DOI: 10.4172/2155-9538.C1.008

Abstract
Sustainable agriculture requires the careful optimization of the use of organic amendments to improve soil fertility while minimizing any harmful environmental effects. This study evaluated the nitrogen (N) mineralization dynamics in soil after adding different organic amendments. The four organic amendments were fresh dairy cattle manure, fresh white clover, vegetable, fruit and yard waste compost and poplar tree compost. The N mineralization potential of each organic amendment was determined by analyzing total mineral nitrogen during a 97 days laboratory incubation experiment. Soils amended with clover released 240 μg N g-1 of soil during the 97 days incubation, more than twice as much as that released from soils amended with manure or composts (76-100 μg N g-1 soil). At the end of the incubation, the net N mineralization in clover amended soils was 54%, more than five times higher than that in soils amended with composts or manure (4-9%). Nitrogen was mineralized faster in clover amended soil (1.056 μg N g-1 soil day-1) than in soil amended with composts (0.361-0.417 μg N g-1 soil day-1). The microbial biomass carbon content was higher in clover amended soil than in the soils amended with manure or composts. Bacteria (Gram positive and Gram negative), actinomycetes and fungi were more abundant in clover amended soils than soils amended with manure or composts. The N mineralization potential varied among the four organic amendments. Therefore, the timing of application and the type of organic amendment should be matched to the nutrient needs of the crop.
Biography

Veronica Uzokwe has received her MSc in Agronomy (1998) from the University of Ibadan and her PhD (2008) in Plant Breeding/Genetics from the International Institute of Tropical Agriculture (IITA), both in Nigeria.

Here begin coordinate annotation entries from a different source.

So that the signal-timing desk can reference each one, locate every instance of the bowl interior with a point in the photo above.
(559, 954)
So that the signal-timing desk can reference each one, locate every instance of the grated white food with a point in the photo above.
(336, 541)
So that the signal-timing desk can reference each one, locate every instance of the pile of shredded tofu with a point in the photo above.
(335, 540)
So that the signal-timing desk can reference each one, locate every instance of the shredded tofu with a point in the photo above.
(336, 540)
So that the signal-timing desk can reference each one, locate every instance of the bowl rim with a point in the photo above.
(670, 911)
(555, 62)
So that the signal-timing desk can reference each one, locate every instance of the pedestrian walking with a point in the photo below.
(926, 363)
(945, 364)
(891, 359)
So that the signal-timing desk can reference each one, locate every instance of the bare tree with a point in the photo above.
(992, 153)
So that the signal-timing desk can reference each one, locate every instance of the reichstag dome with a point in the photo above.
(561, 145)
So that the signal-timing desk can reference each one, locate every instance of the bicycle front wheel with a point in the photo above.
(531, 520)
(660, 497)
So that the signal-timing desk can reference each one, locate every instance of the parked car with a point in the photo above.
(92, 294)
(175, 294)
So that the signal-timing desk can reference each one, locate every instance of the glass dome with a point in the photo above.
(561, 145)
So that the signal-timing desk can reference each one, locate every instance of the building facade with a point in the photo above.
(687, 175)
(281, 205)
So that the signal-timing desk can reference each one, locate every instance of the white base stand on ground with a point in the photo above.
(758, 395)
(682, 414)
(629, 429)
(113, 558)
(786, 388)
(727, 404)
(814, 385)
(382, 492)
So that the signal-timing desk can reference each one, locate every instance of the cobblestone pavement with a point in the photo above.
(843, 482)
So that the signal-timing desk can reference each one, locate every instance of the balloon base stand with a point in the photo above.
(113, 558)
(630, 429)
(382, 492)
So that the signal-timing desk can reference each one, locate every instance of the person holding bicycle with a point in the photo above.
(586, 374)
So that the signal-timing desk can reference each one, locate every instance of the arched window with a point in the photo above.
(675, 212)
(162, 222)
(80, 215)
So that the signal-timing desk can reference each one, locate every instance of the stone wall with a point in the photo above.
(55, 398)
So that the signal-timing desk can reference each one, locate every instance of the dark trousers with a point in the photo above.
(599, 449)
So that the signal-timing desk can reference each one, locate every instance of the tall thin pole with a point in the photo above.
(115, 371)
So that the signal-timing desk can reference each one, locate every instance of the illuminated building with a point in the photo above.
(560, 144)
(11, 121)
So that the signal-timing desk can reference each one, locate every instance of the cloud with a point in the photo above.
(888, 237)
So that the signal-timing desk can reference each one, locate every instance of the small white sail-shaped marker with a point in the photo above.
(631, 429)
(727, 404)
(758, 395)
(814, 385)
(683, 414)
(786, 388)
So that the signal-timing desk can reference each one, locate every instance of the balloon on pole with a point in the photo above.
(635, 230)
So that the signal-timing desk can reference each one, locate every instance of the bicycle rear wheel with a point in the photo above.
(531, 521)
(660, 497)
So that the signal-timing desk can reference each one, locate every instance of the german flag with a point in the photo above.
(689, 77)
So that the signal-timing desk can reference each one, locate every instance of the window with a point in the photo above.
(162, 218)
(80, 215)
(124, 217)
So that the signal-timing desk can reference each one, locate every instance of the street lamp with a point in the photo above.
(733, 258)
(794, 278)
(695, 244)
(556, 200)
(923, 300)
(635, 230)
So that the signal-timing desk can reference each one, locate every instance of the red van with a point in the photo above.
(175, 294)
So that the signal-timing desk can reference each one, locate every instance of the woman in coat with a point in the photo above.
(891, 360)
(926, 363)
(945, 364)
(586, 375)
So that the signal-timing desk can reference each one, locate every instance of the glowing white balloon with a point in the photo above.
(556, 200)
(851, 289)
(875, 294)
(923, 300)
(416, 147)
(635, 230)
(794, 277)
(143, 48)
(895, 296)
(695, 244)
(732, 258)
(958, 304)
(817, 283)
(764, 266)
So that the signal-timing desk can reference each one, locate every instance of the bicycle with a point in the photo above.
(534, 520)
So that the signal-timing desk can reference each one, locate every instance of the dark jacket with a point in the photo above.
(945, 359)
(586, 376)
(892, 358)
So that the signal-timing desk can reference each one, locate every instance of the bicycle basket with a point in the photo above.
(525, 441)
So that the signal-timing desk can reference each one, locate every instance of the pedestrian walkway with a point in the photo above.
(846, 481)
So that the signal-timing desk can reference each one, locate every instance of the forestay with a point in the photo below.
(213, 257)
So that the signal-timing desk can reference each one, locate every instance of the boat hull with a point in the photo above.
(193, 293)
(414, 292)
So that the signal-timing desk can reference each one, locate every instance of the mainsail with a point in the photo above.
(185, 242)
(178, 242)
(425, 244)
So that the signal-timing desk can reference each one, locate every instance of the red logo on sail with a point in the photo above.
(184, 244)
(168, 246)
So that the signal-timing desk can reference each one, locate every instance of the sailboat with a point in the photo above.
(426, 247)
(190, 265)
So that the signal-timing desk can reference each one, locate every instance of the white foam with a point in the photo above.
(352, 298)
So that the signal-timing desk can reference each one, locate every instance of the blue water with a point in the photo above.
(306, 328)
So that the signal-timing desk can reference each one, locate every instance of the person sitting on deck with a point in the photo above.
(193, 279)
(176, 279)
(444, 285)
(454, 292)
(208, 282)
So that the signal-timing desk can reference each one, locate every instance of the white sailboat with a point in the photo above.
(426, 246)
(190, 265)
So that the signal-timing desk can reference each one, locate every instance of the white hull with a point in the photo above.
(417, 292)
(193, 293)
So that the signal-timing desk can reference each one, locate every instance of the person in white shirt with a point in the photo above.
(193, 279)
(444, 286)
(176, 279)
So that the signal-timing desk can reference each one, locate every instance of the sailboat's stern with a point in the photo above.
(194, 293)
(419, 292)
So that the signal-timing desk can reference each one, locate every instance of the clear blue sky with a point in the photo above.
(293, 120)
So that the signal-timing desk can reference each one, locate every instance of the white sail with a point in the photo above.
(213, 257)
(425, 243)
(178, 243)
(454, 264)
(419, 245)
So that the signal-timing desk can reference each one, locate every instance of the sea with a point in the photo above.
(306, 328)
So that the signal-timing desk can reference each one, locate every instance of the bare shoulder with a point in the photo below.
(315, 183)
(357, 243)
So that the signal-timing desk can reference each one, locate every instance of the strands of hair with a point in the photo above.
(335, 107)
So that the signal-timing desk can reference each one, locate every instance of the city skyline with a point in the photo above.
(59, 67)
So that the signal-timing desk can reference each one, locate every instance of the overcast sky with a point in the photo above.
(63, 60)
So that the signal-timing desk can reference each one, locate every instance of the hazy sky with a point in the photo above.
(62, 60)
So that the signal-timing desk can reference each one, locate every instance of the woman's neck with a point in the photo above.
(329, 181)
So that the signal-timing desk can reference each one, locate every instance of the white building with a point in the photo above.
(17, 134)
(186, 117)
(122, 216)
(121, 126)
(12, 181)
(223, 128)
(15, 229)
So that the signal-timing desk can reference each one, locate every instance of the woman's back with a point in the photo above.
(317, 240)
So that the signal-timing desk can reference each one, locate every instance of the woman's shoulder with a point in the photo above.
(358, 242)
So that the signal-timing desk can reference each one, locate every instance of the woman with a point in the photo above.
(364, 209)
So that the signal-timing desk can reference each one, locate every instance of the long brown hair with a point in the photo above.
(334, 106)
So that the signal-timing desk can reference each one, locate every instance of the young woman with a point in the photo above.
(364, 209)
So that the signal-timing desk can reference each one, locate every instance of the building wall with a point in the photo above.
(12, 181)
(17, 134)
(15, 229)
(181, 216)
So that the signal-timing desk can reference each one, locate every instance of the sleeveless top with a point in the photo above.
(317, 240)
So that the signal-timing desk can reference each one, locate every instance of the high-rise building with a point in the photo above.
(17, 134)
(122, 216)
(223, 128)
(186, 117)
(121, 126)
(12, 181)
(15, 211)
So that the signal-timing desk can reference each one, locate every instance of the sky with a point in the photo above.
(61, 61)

She has joined IITA, Dar es Salaam, Eastern African (EA) Hub in her current role as a System Agronomist in 2013 and currently the country project Coordinator for the Support to Agriculture for Research and Development of Strategic Crops in Africa (SARD-SC) project. Earlier, from 2011 to 2013, she was a Plant Breeder/Agronomist with the International Rice Research Institute (IRRI) at Los Banes, Philippines.